À medida que o tempo passa e nem os resultados nem as exibições melhoram, fico preocupado. Porque como tantos treinadores antes dele, Vitor Pereira está a entrar na espiral que leva ao desemprego. A pressão que está colocada em cima destes jogadores é altíssima e é algo que poucos deles estão habituados a enfrentar: provar que são tão bons quanto todos sabemos que são. E se o carvão demora uns bons milhões de anos até se transformar em diamante, estes nossos nacos de carbono, que já são diamantes por mérito próprio, estão lentamente a fazer o percurso inverso.

E é tão fácil passar de bestial a besta. O contrário é que é complicado.

Link:

Tempestade depois da tempestade

I’ve learned that periods of darkness can overcome at any time. But I’ve also found I’m able to endure. Overcome. And in the process grow stronger. Smarter. Better.

Michael C.Hall as Dexter Morgan, Season 6, Episode 1

 

Ser treinador do FC Porto é um emprego fantástico.

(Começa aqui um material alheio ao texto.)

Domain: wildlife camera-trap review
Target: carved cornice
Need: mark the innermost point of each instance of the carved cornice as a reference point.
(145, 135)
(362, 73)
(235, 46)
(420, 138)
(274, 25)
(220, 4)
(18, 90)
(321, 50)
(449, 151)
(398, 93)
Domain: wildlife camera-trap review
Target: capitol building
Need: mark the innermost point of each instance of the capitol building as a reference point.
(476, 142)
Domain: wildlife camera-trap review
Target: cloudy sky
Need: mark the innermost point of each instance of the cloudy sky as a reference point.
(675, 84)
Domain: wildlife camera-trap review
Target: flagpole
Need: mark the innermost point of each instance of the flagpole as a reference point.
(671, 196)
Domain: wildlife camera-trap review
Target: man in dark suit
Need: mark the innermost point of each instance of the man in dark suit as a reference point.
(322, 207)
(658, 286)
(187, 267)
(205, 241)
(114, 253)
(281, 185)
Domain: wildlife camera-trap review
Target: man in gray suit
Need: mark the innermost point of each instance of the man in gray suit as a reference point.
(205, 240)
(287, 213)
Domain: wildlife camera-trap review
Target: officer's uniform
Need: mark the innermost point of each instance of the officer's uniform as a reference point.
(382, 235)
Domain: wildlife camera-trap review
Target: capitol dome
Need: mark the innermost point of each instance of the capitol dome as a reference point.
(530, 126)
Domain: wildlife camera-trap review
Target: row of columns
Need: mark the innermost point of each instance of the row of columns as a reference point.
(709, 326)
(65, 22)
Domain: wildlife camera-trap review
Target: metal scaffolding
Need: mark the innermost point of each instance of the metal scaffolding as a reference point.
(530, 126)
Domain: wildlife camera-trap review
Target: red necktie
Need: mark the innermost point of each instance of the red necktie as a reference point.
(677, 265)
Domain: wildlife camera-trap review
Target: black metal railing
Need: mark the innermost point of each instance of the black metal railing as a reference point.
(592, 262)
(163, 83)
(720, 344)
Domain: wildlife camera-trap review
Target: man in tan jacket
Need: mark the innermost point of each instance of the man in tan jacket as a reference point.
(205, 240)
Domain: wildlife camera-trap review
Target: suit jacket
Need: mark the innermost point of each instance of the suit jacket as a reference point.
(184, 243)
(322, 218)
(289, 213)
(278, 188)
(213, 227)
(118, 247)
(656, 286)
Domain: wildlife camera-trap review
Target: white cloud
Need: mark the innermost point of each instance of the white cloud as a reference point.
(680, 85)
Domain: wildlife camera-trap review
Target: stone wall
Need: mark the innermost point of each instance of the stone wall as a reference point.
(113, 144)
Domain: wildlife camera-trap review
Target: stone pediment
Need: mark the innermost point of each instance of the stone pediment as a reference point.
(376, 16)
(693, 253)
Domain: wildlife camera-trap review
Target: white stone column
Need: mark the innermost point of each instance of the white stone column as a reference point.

Todas as semanas saber que se sai de manhã para um treino com alguns dos melhores jogadores que alinham no campeonato, rodeado de rapazes talentosos, que fazem da bola o que querem e que deambulam pelo campo em brincadeiras de genuína genialidade, com remates fortes que levantam multidões, golos que nascem de jogadas perfeitas e desmarcações que fazem o Riquelme parecer o Amoreirinha. Com este grupo pode-se criar, pode-se adaptar o jogo ao que se quer fazer, com cambiantes tácticas, assimetrias esquematizadas e movimentações astutas. É um sonho, como se diz, poder estudar futebol, perceber o desporto como poucos…e conseguir transmitir essa sapiência para o campo onde vai ser traduzida por onze Mozarts da bola.

Mas, às vezes, ser treinador do FC Porto é um emprego de merda.

Aturar imprensa que procura qualquer brecha para agredir e insinuar falhas e criar histórias falaciosas, abaixamentos de forma, adversários que têm talento e colocam dificuldades, lesões aos principais jogadores, falhas inconcebíveis em rapazes que são habitualmente gente de confiança e a inclemência da metereologia que os lixa no inverno e nas viagens aos países de leste. Não se riam, olhem que ter um treinador doente é mau e só pode trazer chatices. Adiante.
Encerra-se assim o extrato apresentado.